Again what is the solution? Or better where should we be looking for the keys? Knowing very little or nearly nothing, I know where not to look for: near the lamp!
I think that keys for the solution might be somewhere else, perhaps close to three elements: the idea of Europe, Imagination and Courage.

What does it mean?

Idea: The Idea of Europe, an entity aggregated around common values of human rights, democracy, Christian values (yes even if we do not believe they are embedded in our cultures, we like it or not), and respect of the rule of law is something a lot grander than the pitifulness of these EU accountants. Great people after the war have imagined a peaceful continent, politically united, longing for prosperity and human development of as many citizens as possible. If you look at the Greek crisis and the way it is handles this idea is nowhere to be found. I hope we do not need another war to discover how intensively we European are a single nation.

Imagination: Imagine for a moment that a country like Germany or a group of countries including France, Italy, The Netherlands, Great Britain, decide to relief Greece from the debt burden totally or partially under certain conditions (for example the effective implementation of a better and more equal fiscal policy) and decide to create the nucleus of a political union, for example by creating a common army or a common centralised fiscal system. What would happen then? Difficult to explain to the own voters? Perhaps. But the step of one State or more States helping another one on a basis different that mere selfish interest, would be a unique one in the history of mankind.  Could this step destabilise the financial markets? Perhaps. But we have been destabilised by the real estate bubble and the trash bonds in the US. Were they worth the risks? Certainly not. That risk we have taken once. Why not betting on a better future? Can you imagine a European political state with common fiscal, defence, justice and foreign policy ground? Can you imagine a large country with strong regionalisation were the local languages and identity live together with large efficient state infrastructure? Can you imagine such state embracing also Russia?

I can.

If you can’t you can keep looking for your keys around the lamp. And maybe some more booze would make you see those keys.

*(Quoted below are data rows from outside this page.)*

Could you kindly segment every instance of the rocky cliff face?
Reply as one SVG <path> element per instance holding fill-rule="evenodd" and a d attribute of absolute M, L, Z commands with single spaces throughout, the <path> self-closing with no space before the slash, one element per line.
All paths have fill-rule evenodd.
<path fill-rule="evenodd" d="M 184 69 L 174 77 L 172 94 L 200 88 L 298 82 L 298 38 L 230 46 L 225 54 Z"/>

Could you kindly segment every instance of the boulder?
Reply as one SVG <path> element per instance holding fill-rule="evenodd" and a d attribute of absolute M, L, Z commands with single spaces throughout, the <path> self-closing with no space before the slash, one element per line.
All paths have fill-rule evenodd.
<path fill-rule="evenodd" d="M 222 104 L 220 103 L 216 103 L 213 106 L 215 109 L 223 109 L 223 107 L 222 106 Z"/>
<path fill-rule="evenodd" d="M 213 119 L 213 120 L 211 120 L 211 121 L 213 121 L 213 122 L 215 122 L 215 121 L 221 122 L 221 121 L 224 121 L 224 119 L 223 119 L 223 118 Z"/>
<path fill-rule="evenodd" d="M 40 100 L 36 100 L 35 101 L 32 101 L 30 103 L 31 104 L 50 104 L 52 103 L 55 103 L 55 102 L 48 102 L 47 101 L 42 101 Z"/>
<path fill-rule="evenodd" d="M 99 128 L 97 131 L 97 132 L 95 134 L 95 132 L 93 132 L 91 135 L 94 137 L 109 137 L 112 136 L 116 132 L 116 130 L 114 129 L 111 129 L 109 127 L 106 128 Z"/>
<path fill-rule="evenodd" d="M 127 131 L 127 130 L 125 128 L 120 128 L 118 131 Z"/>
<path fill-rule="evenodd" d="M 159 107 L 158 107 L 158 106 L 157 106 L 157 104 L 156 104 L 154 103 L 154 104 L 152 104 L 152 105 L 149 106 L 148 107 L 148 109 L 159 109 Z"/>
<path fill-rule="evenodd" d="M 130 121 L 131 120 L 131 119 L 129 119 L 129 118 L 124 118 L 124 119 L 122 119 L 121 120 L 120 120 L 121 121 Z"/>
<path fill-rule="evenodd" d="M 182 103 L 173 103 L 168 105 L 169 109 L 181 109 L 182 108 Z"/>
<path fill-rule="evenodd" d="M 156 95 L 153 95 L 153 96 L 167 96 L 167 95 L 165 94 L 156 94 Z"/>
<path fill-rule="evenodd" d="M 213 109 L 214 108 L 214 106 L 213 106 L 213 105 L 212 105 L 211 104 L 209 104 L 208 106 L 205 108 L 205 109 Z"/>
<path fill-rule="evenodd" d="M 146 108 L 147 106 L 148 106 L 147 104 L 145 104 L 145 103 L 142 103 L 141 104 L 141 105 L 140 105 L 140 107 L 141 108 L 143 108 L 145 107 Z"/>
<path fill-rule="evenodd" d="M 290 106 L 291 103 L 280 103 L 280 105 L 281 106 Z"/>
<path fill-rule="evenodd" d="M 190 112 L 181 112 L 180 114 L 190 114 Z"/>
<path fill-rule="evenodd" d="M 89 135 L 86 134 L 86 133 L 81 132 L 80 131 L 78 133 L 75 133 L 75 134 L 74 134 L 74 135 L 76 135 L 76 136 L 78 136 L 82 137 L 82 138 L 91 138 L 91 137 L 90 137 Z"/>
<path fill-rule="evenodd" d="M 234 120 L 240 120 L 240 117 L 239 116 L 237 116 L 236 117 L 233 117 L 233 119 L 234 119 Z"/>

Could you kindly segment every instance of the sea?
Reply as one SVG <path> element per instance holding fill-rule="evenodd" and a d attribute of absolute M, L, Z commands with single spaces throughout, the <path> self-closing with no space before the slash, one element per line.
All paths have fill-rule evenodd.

Courage: "Courage, if you don’t have it, you can’t make it up"- Don Abbondio, in Alessandro Manzoni’s “I promesi sposi” (“Betrothed”) 1840-1842. [1]
As Nelson Mandela said, "I learned that courage was not the absence of fear, but the triumph over it. The brave man is not he who does not feel afraid, but he who conquers that fear."

The CLEARCUTCASE is that I whish that, for a change, our politicians would be brave enough to overcome their short-sighted pitifulness and use the imagination I hope they had once when they were young.


_______________________________________________

Imagine there's no heaven
It's easy if you try
No hell below us
Above us only sky
Imagine all the people
Living for today...

Imagine there's no countries
It isn't hard to do
Nothing to kill or die for
And no religion too
Imagine all the people
Living life in peace...

You may say I'm a dreamer
But I'm not the only one
I hope someday you'll join us
And the world will be as one

Imagine no possessions
I wonder if you can
No need for greed or hunger
A brotherhood of man
Imagine all the people
Sharing all the world...

You may say I'm a dreamer
But I'm not the only one
I hope someday you'll join us
And the world will live as one.
(John Lennon)








[1] The plot of this masterpiece of the Italian literature takes place in the 17Th century in an unnamed Lombard village in Northern Italy. Renzo and Lucia, a couple, are planning to wed on 8 November 1628. The parish priest, Don Abbondio, is walking home on the eve of the wedding when he is accosted by two "bravoes" (thugs) who warn him not to perform the marriage, because the local baron (Don Rodrigo) has forbidden it.

Scared by the bravoes Don Abbondio refuses to marry the couple, which starts a series of turbulent events, on the tragic background of the plague, which struck Italy in those years.